Counties facing dry season

Freedom New Mexico: Alisa Boswell Portales farmer Rick Ledbetter looks over his irrigated wheat field Friday afternoon northwest of Portales. Ledbetter said his dry land wheat is dead and his irrigated wheat is about two feet shorter than it should be due to dry weather.

Alisa Boswell

One word defines Curry and Roosevelt counties these last six month: Dry.

Bone dry, say officials who keep track. The National Weather Service said New Mexico average precipitation for March was ranked as the third driest since 1895, when they started keeping count.

The weather service reports from October through March, Clovis received 1.81 inches of moisture and Portales measured 1.91 inches.

Each day without moisture means increased fire danger and hurts eastern New Mexico’s agricultural economy.

New Mexico Forestry Division spokesperson Daniel Ware said a statewide (with the exception of four and a half counties) fire restriction became effective 8 a.m. Saturday.

“Obviously, first and foremost, it means you’re right in a target zone,” said Ware. “Most of our fires this year have been in eastern New Mexico and our biggest fires have been in eastern New Mexico. The longer we go without any rain and the longer we have sustained winds, the longer it’s going to take to recover.”

Ware said although this is not the worst drought New Mexico has seen, fire dangers are high and people should exercise caution. He said the Forestry Division puts off placing restrictions as long as possible but current conditions have reached a point where fire danger is just too high.

“Most of these fires are just kind of common-sense type situations,” Ware said. “These fires are not campfires that are getting away from people. It’s more situations where people are just not taking the precautions they need to. That’s what we need is people to think about what they’re doing. You need to have situational awareness. You need to know what’s going on around you as far as weather.”

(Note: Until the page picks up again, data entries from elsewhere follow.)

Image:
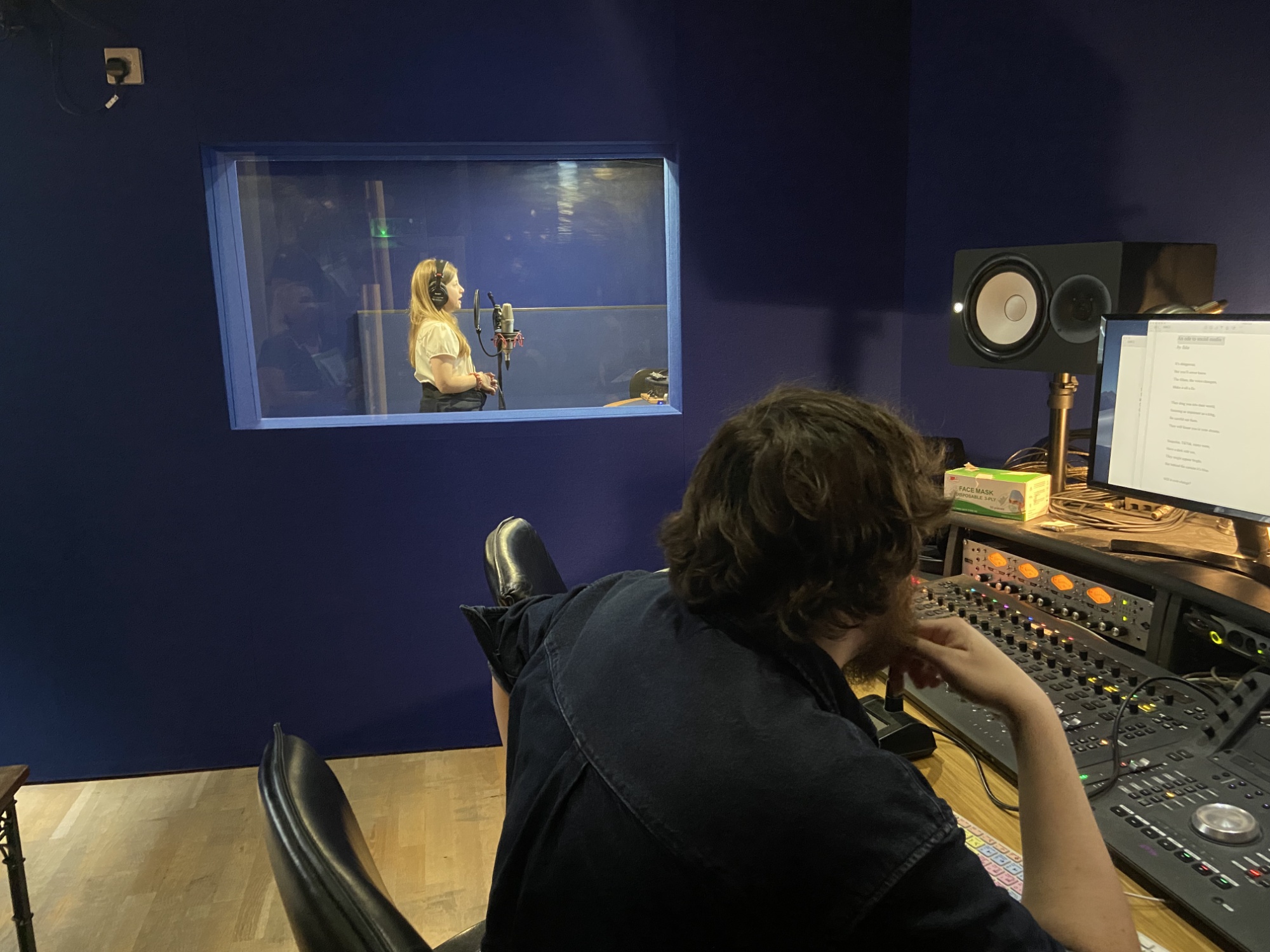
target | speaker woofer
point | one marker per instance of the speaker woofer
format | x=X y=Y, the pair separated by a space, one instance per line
x=1078 y=308
x=1005 y=313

Ware said examples of taking such precautions are minor things, such as making sure a chain isn’t dragging when hauling a trailer, not throwing cigarette butts outside and taking care when using power tools.

He said it is important to take precautions because conditions will only get worse as the dry thunderstorm season approaches in May.

Local farmers say they have been hit hard because their dryland wheat crops have slowly died from lack of moisture.

Pat Woods of the New Mexico State Farm Bureau said 90 percent of his dryland wheat has been condemned by federal crop insurance.

“I read a quote awhile ago from Cattle Growers President Bert Ancell where he said he prays El Nino and La Nina would end up having a fight over New Mexico and both of them end up crying right over New Mexico,” said Woods, laughing. “Right now, the irrigated farmers are trying to put water on their irrigated land by running their sprinklers and wells … before a crop is planted, because they’re trying to build up that moisture profile.”

He said irrigated farmers are storing water into the land, so extra moisture will be available to their spring crops. Farmers estimate it will be a dry summer as well.

Local Portales farmer Rick Ledbetter said he has mostly irrigated crops but even they have suffered.

“Even though we have irrigated land, we still need help from mother nature with winter moisture,” Ledbetter said. “The dry weather has been pretty devastating on the dryland. What little dryland I have, it’s had it. It’s pretty much dead. My irrigated (crop) looks pretty good but it’s not going to be nearly as good as it could have been.”

He said his silage crops are about two-thirds of what they normally are but he considers himself fortunate because most of his crops have managed to survive despite the dry weather and high winds.

Fast facts

National Weather Service January-March rain statistics for 2010 —

Clovis: 2.05 inches.

13 miles north of Clovis: 3.97 inches. (over an inch every month).

Portales: 3.45 inches.

National Weather Service January-March rain statistics for 2011 —

Clovis: 0.39 inches (26 percent of normal, which is 1.48 inches).

13 miles north of Clovis: 0.35 inches (0.9 inches below normal, which is 1.25 inches).

Portales: 0.08 inches (6 percent of normal, which is 1.39 inches).

New Mexico Forestry Division fire statistics —

• New Mexico fires since October 2010: 409 fires with 204,175 acres burned.

• Most recent Honey Hole fire in Roosevelt County: Burned 60 acres and was caused by smoking.

• Most New Mexico fires since October have been started by tools and equipment.

• All Curry and Roosevelt County fires since October have been started by people due to smoking, equipment, debris burning and more.

• In April in Roosevelt County: 6 fires with 4, 235 acres burned (none in Curry County).

• Curry and Roosevelt County fires since October: 22 fires with 17,824 acres

• New Mexico counties not included in the fire restriction: Rio Arriba, Taos, Los Alamos, San Juan and the western half of Colfax County are not included.